Pixar Animation Studios last week said it has developed a next-generation laser recording system called PixarVision that converts digital computer data into images on motion picture film stock.
The Point Richmond, Calif.-based animation house tested PixarVision on “A Bug’s Life” and will use it to produce “Toy Story 2,” skedded for a Thanksgiving release.
David DiFrancesco, who developed the system for Pixar in 1996, will be presented with a scientific and technical Academy Award from the Academy of Motion Picture Arts and Sciences on Feb. 27, for “pioneering efforts in the development of laser film recording technology.”
DiFrancesco helped develop the first laser recording device for George Eastman’s Kodak in the late 1970s. He also received an Oscar in 1994 for his work in digitizing film.
“I’m very proud of being part of the development of digital motion pictures,” DiFrancesco said. “This piece of apparatus is one the keys among many to help the process along.”
As opposed to traditional film recorders that use cathode ray tubes to create images that expose film stock, PixarVision uses solid state lasers to record on multiple film formats with more quality and speed than ever before. The device is not currently available to other production houses, Pixar said.
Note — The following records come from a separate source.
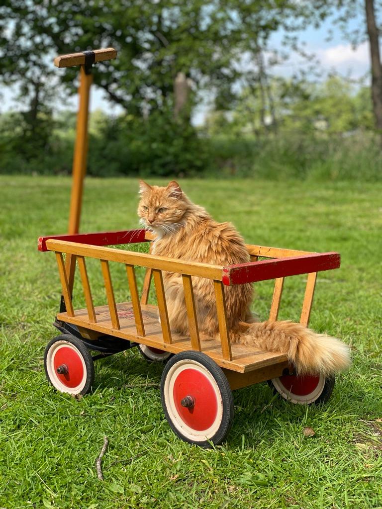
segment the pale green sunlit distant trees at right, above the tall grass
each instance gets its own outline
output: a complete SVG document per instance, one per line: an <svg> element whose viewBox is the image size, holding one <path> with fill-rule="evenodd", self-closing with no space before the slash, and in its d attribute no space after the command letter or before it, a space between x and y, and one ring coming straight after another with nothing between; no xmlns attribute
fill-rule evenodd
<svg viewBox="0 0 382 509"><path fill-rule="evenodd" d="M278 119L281 135L289 131L342 134L372 128L372 104L367 88L357 90L340 76L330 76L323 83L277 77L268 86L274 100L273 115L267 105L262 112L263 98L259 87L244 88L230 115L223 111L208 115L208 133L213 136L231 133L263 137L272 131L274 116Z"/></svg>

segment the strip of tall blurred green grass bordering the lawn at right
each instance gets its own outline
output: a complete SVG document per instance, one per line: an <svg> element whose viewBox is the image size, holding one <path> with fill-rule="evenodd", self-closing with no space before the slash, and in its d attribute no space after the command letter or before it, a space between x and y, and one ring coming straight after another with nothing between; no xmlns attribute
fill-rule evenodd
<svg viewBox="0 0 382 509"><path fill-rule="evenodd" d="M269 180L376 182L382 180L382 159L376 135L348 136L284 133L272 138L219 137L211 140L215 161L210 175Z"/></svg>

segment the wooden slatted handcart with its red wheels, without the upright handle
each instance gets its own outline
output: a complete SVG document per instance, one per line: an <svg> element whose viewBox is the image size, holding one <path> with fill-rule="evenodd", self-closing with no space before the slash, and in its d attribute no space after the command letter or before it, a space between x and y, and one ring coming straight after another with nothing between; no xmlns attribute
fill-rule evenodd
<svg viewBox="0 0 382 509"><path fill-rule="evenodd" d="M62 285L62 308L54 324L62 334L50 341L44 358L46 376L56 389L74 394L87 393L93 385L94 360L137 347L147 360L166 361L161 378L161 400L171 428L183 440L203 446L210 442L219 444L226 437L233 419L234 389L270 381L274 390L292 403L318 403L330 397L333 378L323 375L298 377L283 354L231 345L225 287L275 279L269 320L277 320L284 278L308 274L300 320L308 325L317 272L338 268L338 253L248 245L251 262L223 267L105 247L150 240L152 234L145 230L39 239L40 251L56 254ZM267 260L258 261L258 257ZM86 267L90 258L100 261L106 305L93 304ZM72 304L76 263L85 309L74 309ZM110 263L125 265L131 302L116 302ZM135 266L146 268L141 296ZM163 271L175 272L182 277L189 337L170 329ZM200 341L193 277L213 280L220 341ZM157 306L148 304L152 278ZM249 326L241 325L243 328ZM92 357L90 350L99 351L99 354Z"/></svg>

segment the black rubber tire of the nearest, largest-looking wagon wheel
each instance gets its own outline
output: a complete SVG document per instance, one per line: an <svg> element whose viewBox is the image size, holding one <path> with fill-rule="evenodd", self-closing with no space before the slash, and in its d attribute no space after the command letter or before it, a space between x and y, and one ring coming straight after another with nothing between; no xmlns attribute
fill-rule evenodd
<svg viewBox="0 0 382 509"><path fill-rule="evenodd" d="M215 394L220 395L221 404L222 404L222 415L220 420L219 429L216 430L210 437L197 437L192 438L187 436L185 433L181 431L181 419L178 422L174 422L168 408L168 404L166 402L166 381L168 377L171 377L171 372L176 369L179 363L184 363L184 361L189 361L194 365L200 364L214 379L216 383L216 387L213 388ZM217 390L216 390L217 389ZM200 445L201 447L212 447L212 444L219 445L222 443L231 426L234 416L234 406L233 406L233 397L232 390L228 383L227 377L223 373L222 369L214 362L210 357L201 352L195 351L185 351L174 355L165 365L163 369L161 383L160 383L160 397L162 401L163 411L165 412L166 419L169 422L171 429L174 431L178 437L180 437L184 442L192 443ZM169 396L167 396L169 398ZM219 420L217 421L219 423Z"/></svg>

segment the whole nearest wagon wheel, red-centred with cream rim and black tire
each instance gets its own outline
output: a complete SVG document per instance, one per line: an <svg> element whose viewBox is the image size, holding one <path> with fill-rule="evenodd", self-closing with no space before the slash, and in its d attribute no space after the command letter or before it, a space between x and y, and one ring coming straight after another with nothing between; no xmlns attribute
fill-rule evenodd
<svg viewBox="0 0 382 509"><path fill-rule="evenodd" d="M234 413L232 391L207 355L174 355L162 373L161 399L171 428L185 442L210 447L226 438Z"/></svg>

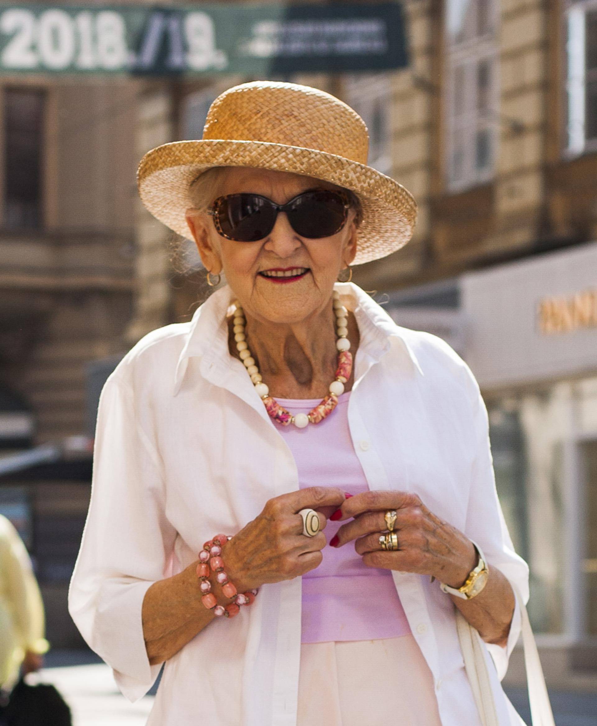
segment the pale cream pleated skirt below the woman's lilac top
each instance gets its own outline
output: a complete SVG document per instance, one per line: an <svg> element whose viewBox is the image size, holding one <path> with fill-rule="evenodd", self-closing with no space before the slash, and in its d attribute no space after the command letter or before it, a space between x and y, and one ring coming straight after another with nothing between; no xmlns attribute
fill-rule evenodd
<svg viewBox="0 0 597 726"><path fill-rule="evenodd" d="M442 726L413 635L303 643L297 726Z"/></svg>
Laser recorders eliminate color “crosstalk” inherent in CRT-based recorders and expose smaller spots on film resulting in sharper images and faster recording times — eight seconds per frame, as opposed to the traditional 35 seconds per frame.
Pixar scientists pioneered laser film recording in the early 1980s. Kodak briefly sold a commercial laser film recorder in the mid-1990s but, because of its high cost, decided to offer the device’s services through post-production house Cinesite.